Читать книгу Das Anden-Artefakt. Eine historisch-phantastische Erzählung - Michael Wächter - Страница 9
Kapitel 3: Das Licht am Südseehimmel
ОглавлениеIch blickte auf. War es damals wirklich so? Habe ich mir die märchenhafte Begegnung mit der Prinzessin gerade so vorgestellt? Oder war ich eingeschlafen und hatte sie geträumt? Ich wunderte mich, denn diese Sprache – das „Sächsische“ – kannte ich nicht. Ich hatte mir die Begegnung mit der Prinzessin wohl nur ausgemalt – und ihre Verheißung von einem Ding aus einer anderen Welt.
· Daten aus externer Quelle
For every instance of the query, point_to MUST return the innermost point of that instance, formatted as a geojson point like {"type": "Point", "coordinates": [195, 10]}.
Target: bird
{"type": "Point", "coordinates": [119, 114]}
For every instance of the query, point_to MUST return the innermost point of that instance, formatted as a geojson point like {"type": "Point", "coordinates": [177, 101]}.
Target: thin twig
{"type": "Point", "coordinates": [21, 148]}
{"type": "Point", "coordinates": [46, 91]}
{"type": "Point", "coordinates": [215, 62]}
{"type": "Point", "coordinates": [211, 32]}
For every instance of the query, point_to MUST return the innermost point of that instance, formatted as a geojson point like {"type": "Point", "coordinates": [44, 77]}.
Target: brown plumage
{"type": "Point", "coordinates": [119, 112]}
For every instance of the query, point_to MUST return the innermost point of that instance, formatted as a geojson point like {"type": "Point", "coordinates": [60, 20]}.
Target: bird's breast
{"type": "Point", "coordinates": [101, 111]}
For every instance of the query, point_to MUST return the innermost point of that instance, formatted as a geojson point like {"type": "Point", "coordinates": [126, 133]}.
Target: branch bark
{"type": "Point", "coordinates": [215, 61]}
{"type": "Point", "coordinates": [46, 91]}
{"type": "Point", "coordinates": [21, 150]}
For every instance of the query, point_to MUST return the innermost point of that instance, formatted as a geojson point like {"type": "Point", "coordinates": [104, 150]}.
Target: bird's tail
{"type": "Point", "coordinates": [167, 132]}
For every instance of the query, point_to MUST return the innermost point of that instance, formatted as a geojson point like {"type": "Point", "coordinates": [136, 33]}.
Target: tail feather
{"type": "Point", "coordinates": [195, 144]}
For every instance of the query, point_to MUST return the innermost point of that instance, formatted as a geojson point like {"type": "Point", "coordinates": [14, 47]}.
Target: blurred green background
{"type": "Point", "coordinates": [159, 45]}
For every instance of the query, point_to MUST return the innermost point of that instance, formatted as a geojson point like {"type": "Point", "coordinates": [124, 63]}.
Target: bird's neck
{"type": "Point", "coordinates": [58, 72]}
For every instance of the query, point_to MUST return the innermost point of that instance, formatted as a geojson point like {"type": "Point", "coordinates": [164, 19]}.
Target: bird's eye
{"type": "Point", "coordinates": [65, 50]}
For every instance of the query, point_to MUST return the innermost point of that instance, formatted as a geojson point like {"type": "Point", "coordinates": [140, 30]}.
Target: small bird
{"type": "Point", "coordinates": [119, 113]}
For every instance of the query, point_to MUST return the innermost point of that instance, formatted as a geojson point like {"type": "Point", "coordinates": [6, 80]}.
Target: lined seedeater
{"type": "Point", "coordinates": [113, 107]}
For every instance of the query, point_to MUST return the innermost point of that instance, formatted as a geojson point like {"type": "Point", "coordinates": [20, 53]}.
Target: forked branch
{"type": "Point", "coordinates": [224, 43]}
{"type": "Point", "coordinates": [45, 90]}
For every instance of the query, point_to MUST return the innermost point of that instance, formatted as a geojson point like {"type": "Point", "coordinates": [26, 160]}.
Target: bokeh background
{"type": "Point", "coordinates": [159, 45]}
Ich musste an Opa denken, der im Zeppelin geflogen war und auch in alten Flugzeugen. Er schwebte über den Fronten und sah unten auf dem Boden die Kämpfe – weit unten, wie in einer anderen Welt. Und ich dachte an Omas Bruder und seine weite Schiffsreise in die Neue Welt, nach Argentinien. An fremde Länder und ihre Bewohner, völlig fremde Welten.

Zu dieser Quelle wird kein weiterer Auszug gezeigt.